Uma das explicações mais populares foi proposta em 1943 por Fernanda Reis, num artigo publicado no Boletim do Grupo Amigos de Lisboa. Segundo esta teoria, o nome derivaria do hábito exagerado dos lisboetas de consumirem alfaces em abundância.
A revista LX Metrópole, numa edição de Maio de 2002, apresentou outra hipótese: o nome teria surgido do gosto dos lisboetas por procurar frescura e sombra nos jardins e hortas da cidade. Contudo, a teoria mais aceite remete-nos para a ocupação árabe da Península Ibérica, entre os séculos VIII e XII.
Durante este período, Lisboa era um importante centro agrícola, e uma das culturas predominantes era a alface, conhecida em árabe como “Al-Hassa”. A influência árabe na toponímia e nos hábitos alimentares da cidade pode ter originado a associação entre os seus habitantes e esta planta.
Além disso, conta a lenda que, durante uma das muitas guerras da época, os lisboetas teriam ficado sem mantimentos, sobrevivendo apenas com alfaces, o que consolidou ainda mais a designação.

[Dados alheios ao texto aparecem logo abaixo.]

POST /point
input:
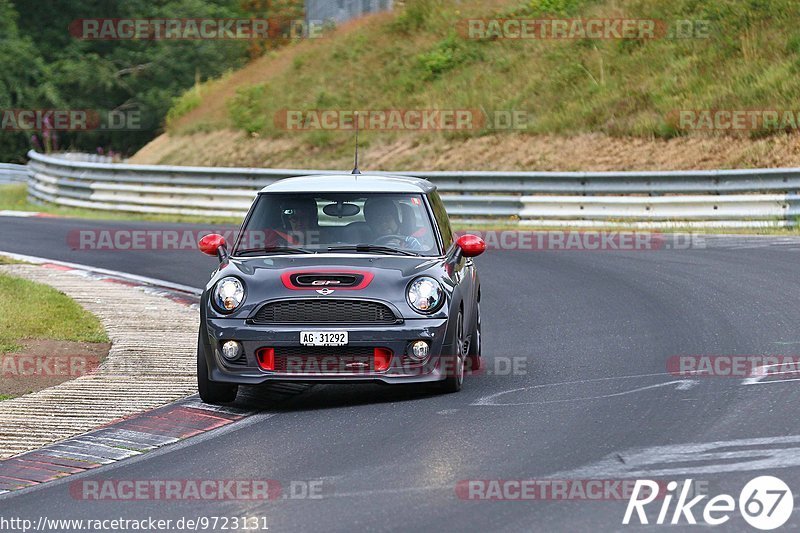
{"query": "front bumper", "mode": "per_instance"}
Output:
(395, 337)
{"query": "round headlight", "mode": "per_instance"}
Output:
(425, 295)
(229, 294)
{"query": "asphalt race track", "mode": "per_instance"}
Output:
(592, 397)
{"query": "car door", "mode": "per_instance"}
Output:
(464, 272)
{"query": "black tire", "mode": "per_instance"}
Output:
(211, 391)
(474, 353)
(454, 366)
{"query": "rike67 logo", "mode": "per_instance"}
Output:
(765, 503)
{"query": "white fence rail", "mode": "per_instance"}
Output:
(10, 173)
(723, 198)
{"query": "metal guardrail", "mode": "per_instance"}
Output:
(10, 173)
(723, 198)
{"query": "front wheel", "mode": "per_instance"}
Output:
(474, 351)
(212, 391)
(454, 364)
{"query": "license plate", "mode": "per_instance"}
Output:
(323, 338)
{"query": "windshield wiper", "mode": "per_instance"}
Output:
(274, 250)
(371, 248)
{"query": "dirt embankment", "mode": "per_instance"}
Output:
(492, 152)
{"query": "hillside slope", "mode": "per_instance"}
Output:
(588, 103)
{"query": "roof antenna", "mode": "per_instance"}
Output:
(355, 166)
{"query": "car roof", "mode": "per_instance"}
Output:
(351, 183)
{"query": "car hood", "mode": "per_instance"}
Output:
(386, 278)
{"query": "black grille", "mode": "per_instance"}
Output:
(326, 311)
(324, 360)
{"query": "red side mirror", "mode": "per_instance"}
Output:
(211, 243)
(471, 245)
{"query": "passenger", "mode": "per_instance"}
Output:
(301, 220)
(383, 219)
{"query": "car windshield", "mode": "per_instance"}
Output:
(321, 223)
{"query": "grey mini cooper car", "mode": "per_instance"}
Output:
(341, 278)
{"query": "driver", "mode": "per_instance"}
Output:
(300, 218)
(384, 221)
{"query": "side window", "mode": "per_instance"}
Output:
(442, 220)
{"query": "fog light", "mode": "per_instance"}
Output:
(231, 350)
(419, 350)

Outra teoria muito divulgada defende que foram os saloios, habitantes das zonas rurais em redor de Lisboa, que começaram a chamar “alfacinhas” aos lisboetas. Existem duas explicações distintas dentro desta teoria.

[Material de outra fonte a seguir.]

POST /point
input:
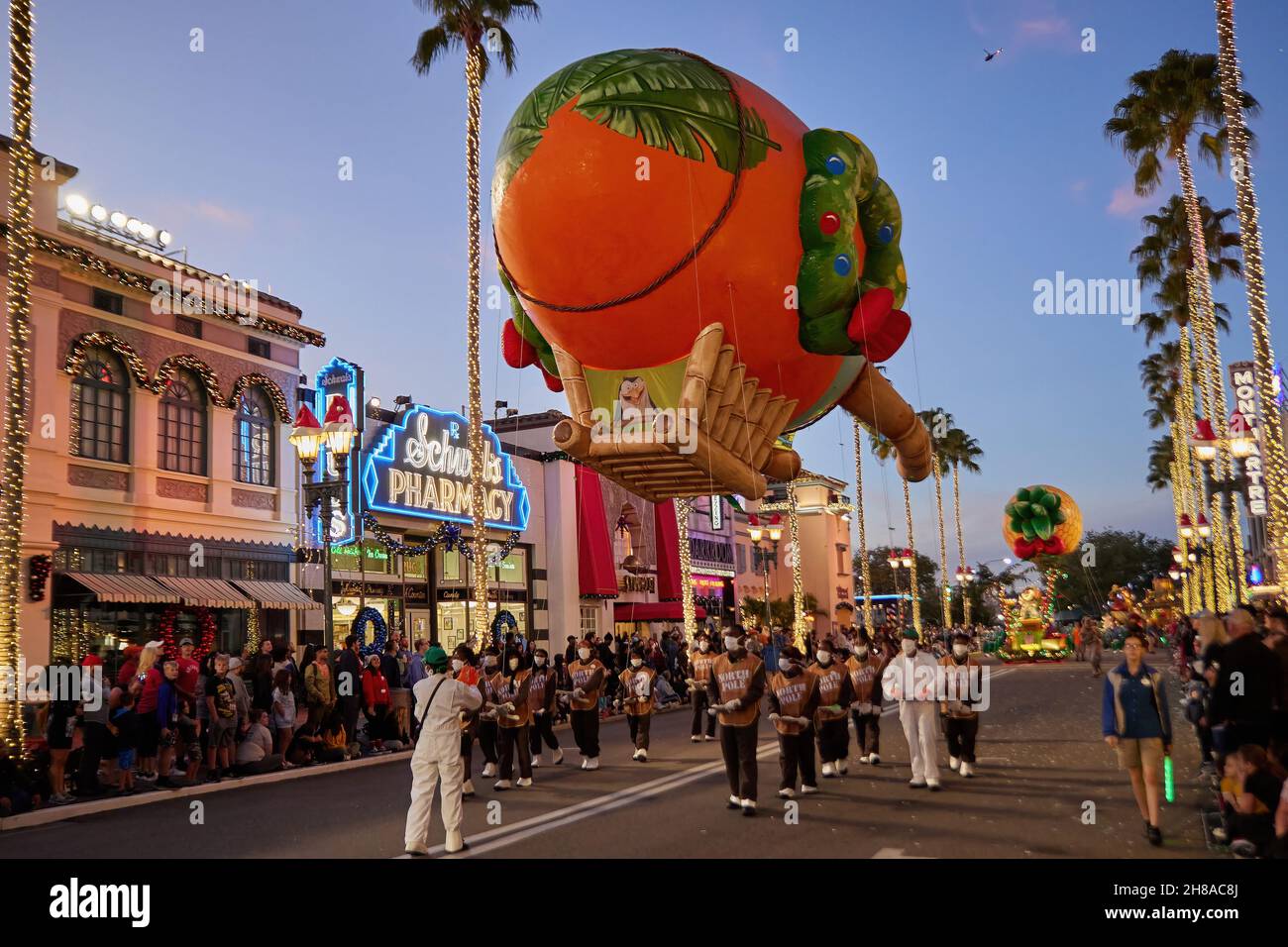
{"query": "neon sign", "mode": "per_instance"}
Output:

A primeira sugere que o nome surgiu devido à moda dos laços volumosos utilizados nas camisas, que, na perspectiva dos saloios, se assemelhavam a folhas de alface. Assim, passaram a apelidar os lisboetas de “alfacinhas” de forma jocosa.
A segunda versão remonta ao período do cerco de Lisboa, quando os habitantes da cidade dependiam da alimentação trazida pelos saloios.
Entre os produtos mais transportados nas carroças estavam as alfaces, e as vendedoras, ao chegarem à cidade, anunciavam a sua chegada com pregões como “chegaram as alfacinhas”. Com o passar do tempo, o termo deixou de se referir apenas ao produto e passou a ser uma forma de identificar os próprios lisboetas.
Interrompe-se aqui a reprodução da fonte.